O Outono já ia adiantado. Terminada a faina das vindimas, preparavam-se os terrenos para as sementeiras. Porém, não fora o vento cieiro que se fazia sentir, a par das primeiras geadas que começavam a cair ao fim da tarde, e pensar-se-ia que ainda se estava no Verão.

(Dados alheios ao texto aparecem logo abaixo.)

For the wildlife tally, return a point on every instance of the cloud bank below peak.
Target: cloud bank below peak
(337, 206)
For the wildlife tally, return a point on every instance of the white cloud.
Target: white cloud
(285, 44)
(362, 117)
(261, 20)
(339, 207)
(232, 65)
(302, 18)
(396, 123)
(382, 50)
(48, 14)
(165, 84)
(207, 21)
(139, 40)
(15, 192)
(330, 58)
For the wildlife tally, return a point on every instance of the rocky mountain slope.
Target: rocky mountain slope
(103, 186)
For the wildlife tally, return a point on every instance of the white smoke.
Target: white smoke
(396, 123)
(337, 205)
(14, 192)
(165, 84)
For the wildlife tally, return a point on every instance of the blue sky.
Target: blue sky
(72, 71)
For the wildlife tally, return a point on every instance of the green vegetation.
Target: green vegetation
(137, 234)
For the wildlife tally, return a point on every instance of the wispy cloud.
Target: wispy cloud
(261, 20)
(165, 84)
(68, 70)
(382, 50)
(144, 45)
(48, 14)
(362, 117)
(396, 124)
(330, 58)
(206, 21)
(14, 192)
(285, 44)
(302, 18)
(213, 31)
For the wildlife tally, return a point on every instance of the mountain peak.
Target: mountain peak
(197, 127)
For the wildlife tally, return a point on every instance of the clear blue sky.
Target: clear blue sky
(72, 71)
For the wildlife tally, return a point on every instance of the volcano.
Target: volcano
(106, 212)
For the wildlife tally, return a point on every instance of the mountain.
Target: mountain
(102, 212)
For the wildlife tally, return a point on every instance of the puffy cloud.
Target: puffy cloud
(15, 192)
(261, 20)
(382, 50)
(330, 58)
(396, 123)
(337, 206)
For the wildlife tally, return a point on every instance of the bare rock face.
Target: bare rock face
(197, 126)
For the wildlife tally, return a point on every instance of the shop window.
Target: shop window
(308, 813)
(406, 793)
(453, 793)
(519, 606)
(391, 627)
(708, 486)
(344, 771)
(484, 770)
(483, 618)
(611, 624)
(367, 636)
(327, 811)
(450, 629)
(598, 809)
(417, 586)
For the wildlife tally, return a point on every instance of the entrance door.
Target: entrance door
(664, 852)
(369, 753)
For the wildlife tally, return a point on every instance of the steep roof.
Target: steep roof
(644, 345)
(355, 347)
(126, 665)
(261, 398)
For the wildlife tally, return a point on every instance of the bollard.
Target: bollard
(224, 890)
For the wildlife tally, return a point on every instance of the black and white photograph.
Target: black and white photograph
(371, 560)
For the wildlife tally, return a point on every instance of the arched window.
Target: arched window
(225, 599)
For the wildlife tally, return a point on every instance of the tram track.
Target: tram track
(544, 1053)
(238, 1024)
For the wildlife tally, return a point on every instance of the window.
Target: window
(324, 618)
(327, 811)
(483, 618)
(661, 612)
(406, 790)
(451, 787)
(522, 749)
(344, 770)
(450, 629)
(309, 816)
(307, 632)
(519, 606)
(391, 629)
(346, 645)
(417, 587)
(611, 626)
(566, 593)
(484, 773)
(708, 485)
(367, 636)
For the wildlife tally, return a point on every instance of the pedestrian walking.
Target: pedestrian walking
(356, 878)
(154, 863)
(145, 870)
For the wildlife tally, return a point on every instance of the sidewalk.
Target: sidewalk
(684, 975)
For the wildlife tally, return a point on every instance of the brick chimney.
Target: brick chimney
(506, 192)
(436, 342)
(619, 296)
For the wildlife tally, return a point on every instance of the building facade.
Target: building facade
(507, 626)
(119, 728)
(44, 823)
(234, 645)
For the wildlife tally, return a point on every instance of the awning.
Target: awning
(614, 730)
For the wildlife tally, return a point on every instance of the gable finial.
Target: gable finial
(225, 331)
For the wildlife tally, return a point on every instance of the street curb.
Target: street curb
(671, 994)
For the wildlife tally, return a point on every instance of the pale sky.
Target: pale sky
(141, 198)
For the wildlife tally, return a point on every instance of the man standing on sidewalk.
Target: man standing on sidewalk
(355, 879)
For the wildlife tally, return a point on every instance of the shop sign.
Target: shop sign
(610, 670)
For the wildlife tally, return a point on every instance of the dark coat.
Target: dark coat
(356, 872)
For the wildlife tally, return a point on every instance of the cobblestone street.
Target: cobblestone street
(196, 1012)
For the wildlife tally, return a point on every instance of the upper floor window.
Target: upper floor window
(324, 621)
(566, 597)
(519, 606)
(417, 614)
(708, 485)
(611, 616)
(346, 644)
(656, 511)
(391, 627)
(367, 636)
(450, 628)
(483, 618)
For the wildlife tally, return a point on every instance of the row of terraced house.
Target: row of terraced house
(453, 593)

Adiantado em idade, ia também o pobre velho que, sentado num poial, resguardado pelo recanto da parede, aquecia ao sol o alquebrado corpo, mirrado por longos anos de trabalho. Parecia adormecido, mas o pestanejar dos olhos, na vã tentativa de suster uma lágrima rebelde, que lhe rolava pelas faces, seguindo o sulco das rugas marcadas pela idade, acompanhado de um profundo suspiro que, de vez em quando, lhe fazia mexer a “arca do peito“, mostrava o contrário.

Com a aproximação do fim da tarde, e os efeitos da geada que começava a cair, o velho sentiu um arrepio. Ergueu os olhos, olhando demoradamente à volta. Era uma triste despedida do lugar onde passara toda a vida. Sabia que, ao outro dia, tal como combinara com o filho mais velho, se iria cumprir o antigo ritual.

Vinha de longa data o costume de, os filhos mais velhos, conduzirem os pais, já em idade avançada, até ao “Poio da Caleira” e, embrulhando-os numa manta, empurrá-los pelo íngreme penhasco. Também ele cumpria aquela tradição com o seu velho pai, mas só agora, ao ver-se perante essa situação se apercebeu da barbaridade desse ato.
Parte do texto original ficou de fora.